[9] Was I?

4.8K 441 54
                                    

Kami tidak takut kematian tapi takut pikiran tentang kematian. Pikiran tentang kematian lebih menakutkan daripada kematian itu sendiri.

.
.

Napasnya terengah-engah menyusuri koridor rumah sakit tanpa memperdulikan orang-orang yang menyapanya, tanpa memperdulikan teriakan dari lelaki di belakangnya yang kini sama-sama mengatur aliran pernapasan dirongga dadanya.

Gadis itu memasuki ruangan tanpa memperdulikan dua orang anbu Konoha yang berjaga di depan pintu, gerakannya begitu cepat hingga kedua anbu tersebut tercengang di tempat. "Eh?!" Ucap salah satu dari mereka, lelaki lain tidak jauh setelahnya mengikuti jejak si gadis, tanpa menghiraukan kedua anbu yang kini tengah merenggut kesal, "hati-hati, Uzumaki!!" Teriak salah satu anbu dengan luka di wajah sebelah kirinya.

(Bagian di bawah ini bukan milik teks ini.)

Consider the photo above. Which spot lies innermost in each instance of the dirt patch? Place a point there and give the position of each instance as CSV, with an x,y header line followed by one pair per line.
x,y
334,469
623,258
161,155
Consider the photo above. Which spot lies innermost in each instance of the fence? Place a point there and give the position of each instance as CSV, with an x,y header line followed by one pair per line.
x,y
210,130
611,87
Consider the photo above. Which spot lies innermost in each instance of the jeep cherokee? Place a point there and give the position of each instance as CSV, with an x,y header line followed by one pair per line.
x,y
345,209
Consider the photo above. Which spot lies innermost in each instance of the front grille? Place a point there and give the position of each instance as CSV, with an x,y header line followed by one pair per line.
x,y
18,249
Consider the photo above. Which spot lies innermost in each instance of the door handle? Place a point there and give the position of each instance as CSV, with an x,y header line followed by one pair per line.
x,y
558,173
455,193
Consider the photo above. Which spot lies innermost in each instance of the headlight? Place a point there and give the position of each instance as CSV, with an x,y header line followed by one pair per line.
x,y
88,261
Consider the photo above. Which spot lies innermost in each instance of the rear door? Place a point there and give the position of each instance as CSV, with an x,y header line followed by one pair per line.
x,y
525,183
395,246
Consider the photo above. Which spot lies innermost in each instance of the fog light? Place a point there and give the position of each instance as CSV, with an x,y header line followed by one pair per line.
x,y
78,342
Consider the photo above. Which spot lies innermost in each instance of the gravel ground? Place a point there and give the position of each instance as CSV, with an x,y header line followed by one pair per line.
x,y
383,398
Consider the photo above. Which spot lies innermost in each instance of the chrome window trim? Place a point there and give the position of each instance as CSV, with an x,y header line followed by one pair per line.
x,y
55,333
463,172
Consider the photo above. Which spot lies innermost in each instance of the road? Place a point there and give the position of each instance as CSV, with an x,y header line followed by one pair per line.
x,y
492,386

Tatapan mereka bertemu, hitam bertemu hijau, onik bertemu mata emerald yang kini berkaca-kaca setelah hampir tiga bulan akhirnya, "I-Itachi-nii, syukurlah.." Ucapnya sambil terisak, rasa kekesalan memenuhi hatinya, kenapa Itachi sadar di saat bukan dia yang berada di sampingnya? Kenapa Itachi sadar di saat-

"-apa kau tidak merindukanku, murid yang bodoh?!" Tsunade, dia menyesap teh hitam khas desa Suna, ujung bibirnya tertarik ke atas, entah apa maksudnya tapi di mata Sakura itu seperti seringai yang menjengkelkan.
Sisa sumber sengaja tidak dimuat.